Afterwards several of us (if I may use “us” presumptuously) went to the Publican for a party-slash-video shoot. Gastrotommy, a site which seeks out high quality food and wine deals and offers them to its members, and features video interviews about both the products and the world of food and wine more generally, was shooting Herb Eckhouse and Paul Kahan carving a bone-in La Quercia ham in an authentic Spanish-style ham torture device thing:
Kathy Eckhouse with ham.
What the heck do I do with this?
That is Gastrotommy at far right.
This Kahan kid has promise!
They cut little flakes of ham for something like two hours for a couple of dozen people, and only really cut off a chunk the size of a piece of pie. Is there anything on earth that packs so much meaty satisfaction into so little meat as La Quercia prosciutto? It was a great illustration of the earlier session’s point.

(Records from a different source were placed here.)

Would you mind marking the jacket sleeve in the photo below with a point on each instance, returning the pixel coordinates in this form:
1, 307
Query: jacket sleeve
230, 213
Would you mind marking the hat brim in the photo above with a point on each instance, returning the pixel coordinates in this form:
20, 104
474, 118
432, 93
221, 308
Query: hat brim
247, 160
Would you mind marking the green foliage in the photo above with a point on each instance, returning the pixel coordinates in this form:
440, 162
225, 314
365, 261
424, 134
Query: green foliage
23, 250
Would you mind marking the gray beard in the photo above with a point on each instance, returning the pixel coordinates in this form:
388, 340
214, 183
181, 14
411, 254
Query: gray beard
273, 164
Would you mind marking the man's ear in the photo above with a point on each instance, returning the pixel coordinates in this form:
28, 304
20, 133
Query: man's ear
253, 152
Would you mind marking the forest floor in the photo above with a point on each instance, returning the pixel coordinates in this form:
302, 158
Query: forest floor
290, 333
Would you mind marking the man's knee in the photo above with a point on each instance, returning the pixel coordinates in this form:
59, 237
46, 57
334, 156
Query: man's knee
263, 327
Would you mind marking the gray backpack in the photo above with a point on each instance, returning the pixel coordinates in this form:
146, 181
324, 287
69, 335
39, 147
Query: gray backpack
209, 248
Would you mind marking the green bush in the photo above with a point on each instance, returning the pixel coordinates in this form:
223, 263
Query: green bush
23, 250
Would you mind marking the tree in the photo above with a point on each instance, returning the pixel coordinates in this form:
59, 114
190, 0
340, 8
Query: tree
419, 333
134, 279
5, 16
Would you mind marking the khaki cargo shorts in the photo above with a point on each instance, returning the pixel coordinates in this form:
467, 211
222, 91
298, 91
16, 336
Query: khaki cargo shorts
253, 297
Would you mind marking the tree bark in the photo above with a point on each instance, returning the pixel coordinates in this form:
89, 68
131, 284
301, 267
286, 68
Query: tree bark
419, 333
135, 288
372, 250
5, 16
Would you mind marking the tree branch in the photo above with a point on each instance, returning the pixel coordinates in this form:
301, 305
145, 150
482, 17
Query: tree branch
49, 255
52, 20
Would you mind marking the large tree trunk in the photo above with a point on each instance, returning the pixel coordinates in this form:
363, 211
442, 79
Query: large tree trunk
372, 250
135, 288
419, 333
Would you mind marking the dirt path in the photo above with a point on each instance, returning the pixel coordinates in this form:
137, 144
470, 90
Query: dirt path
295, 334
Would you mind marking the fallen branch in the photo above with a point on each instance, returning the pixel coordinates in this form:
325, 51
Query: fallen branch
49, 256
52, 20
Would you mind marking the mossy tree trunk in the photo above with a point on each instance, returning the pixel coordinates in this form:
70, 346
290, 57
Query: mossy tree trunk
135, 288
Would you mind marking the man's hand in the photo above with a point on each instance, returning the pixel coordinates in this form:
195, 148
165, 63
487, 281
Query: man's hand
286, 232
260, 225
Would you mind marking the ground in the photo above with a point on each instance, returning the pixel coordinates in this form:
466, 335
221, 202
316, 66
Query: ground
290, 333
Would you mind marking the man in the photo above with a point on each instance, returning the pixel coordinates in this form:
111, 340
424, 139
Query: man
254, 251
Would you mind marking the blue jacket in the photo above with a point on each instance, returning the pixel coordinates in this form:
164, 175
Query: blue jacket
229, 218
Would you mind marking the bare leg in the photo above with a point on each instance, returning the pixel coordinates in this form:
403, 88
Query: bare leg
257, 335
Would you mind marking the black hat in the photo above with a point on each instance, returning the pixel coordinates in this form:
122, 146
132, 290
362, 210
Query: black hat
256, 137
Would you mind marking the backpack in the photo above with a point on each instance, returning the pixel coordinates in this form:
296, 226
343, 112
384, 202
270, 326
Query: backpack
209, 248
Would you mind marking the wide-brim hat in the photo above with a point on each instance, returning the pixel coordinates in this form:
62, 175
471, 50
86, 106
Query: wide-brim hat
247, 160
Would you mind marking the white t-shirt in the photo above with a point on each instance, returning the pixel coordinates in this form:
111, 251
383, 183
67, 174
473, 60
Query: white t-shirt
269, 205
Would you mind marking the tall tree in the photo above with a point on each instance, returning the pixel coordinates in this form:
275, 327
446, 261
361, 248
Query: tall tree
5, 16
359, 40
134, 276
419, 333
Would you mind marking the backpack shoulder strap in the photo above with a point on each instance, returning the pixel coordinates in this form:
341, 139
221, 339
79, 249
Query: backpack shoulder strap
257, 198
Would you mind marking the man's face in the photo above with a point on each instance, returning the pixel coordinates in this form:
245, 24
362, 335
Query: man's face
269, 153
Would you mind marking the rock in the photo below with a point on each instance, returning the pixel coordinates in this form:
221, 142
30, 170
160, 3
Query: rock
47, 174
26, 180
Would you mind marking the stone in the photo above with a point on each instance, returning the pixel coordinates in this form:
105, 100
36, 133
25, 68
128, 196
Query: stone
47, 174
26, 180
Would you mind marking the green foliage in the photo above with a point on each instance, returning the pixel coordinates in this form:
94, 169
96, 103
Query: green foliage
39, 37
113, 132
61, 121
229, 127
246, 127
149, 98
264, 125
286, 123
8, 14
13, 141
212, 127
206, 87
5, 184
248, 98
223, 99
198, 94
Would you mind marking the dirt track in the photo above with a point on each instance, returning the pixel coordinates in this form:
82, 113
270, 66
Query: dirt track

After a fine afternoon tasting wine, noshing prosciutto and a pork pie from The Publican, and chatting about ham production with the Eckhouses and video production with the Gastrotommy folks, I tagged along as the Eckhouses got VIP treatment at Big Star. We all felt very, very old there, but at least you can say if the kids of today are eating Paul Kahan’s idea of good meat on Saturday night at hipster taco and beer joints, there’s hope for the future.
Kathy texting their son, who was denied entrance to Big Star the last time he came to Chicago with them because he was underage.